大和ハウス工業と大和リビングは9月5日、サンワとともに、雨天時でも約10日間の停電に対応可能な、「全天候型3電池連携システム」を搭載した、「ネット・カーボンマイナス賃貸住宅」の実用化に向けた実証実験を、12月27日より開始すると発表した。
本実証実験は、サンワが事業主となる新築賃貸住宅「エコンフォート前橋駒形(仮称)」の全戸に全天候型3電池連携システムを搭載し、12月27日より2025年12月26日までの期間、入居者の快適性・意識調査の実施や、各設備のエネルギー供給状況・稼働率、余剰電力量のデータを集積し、分析・評価するというもの。
全天候型 3電池連携システムは、太陽光発電システムとエネファーム、家庭用リチウムイオン蓄電池を、大和ハウス工業の「切換盤」で連携させることで、停電時の電力と給湯を確保するとともに、通常時の光熱費を削減することが可能だ。切換盤を設置することで、エネファームで発電した電力を、家庭用リチウムイオン蓄電池に蓄え、家庭内で使用することもできる。
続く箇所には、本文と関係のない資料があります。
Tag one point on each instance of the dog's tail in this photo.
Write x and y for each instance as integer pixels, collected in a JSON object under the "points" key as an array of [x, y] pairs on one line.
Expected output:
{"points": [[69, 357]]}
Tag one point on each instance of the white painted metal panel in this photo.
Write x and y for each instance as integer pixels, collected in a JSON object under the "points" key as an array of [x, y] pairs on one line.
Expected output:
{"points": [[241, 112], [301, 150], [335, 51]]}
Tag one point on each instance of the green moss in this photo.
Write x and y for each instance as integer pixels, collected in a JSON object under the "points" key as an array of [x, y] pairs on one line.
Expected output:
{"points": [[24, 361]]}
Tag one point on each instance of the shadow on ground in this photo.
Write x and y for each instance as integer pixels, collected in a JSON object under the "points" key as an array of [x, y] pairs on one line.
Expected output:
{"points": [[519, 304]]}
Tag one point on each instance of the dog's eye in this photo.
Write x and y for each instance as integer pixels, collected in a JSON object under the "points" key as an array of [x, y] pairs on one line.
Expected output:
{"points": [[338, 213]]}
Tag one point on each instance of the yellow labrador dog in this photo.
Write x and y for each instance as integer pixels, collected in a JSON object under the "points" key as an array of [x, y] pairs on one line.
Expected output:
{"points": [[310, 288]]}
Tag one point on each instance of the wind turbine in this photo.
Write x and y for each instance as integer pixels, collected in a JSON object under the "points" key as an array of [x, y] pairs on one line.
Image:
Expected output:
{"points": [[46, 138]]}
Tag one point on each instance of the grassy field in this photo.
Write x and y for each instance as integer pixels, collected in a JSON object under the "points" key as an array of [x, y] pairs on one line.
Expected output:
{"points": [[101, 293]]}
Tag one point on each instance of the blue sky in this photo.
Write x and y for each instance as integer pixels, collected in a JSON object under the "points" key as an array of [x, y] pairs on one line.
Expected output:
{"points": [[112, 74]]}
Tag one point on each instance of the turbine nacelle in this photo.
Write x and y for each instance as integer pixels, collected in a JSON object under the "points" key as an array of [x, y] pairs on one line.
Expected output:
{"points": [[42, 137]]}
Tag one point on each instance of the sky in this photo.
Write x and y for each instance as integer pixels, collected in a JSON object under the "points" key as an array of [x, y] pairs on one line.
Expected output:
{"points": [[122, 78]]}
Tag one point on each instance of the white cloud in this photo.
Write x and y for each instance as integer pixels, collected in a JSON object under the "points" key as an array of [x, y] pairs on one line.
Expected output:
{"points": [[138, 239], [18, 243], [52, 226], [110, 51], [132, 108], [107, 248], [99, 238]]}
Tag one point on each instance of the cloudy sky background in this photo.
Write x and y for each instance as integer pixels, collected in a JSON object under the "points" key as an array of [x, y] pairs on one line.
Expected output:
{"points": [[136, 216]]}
通常時は、エネファームで発電した電力に加え、昼間は太陽光発電システムで発電した電力を家庭内で使用することができるため、年間光熱費を削減することが可能。供給したエネルギーや稼働率、利用状況については、大和リビングが各戸の入居者にヒアリングを行うことで、データを蓄積し、分析する。
一次災害や二次災害に伴う停電時には、家庭用リチウムイオン蓄電池が非常用電源として、生活に必要な電力を供給する想定。停電が長期にわたる場合、エネファームが発電する電力を家庭内で使えるほか、家庭用リチウムイオン蓄電池に蓄えることで、雨天でも約10日間の電力と給湯を確保できるという。なお、停電時利用可能な設備は、各戸の LDK照明、冷蔵庫、コンロ(ガス)、風呂(ガス)、トイレ、電源コンセントとなる。
本実証実験で採用するカーボンニュートラルLPガスは、原料採取から最終利用までの全ての過程で排出されるCO2を、植林や森林管理などによる環境保全活動などにより差し引き、実質ゼロとみなすことができるプロパンガスを採用する。
実証実験対象となる物件では、エネファームでのカーボンニュートラル LPガスの採用や太陽光発電システムの搭載などにより、一般的な賃貸住宅と比較して、CO2排出量収支を200%削減することが可能。また、各戸に配置される分散型エネルギーのため、ガスの供給が遮断された災害時などにおいても、都市ガスや系統電力に比べて、早く復旧させることができるとしている。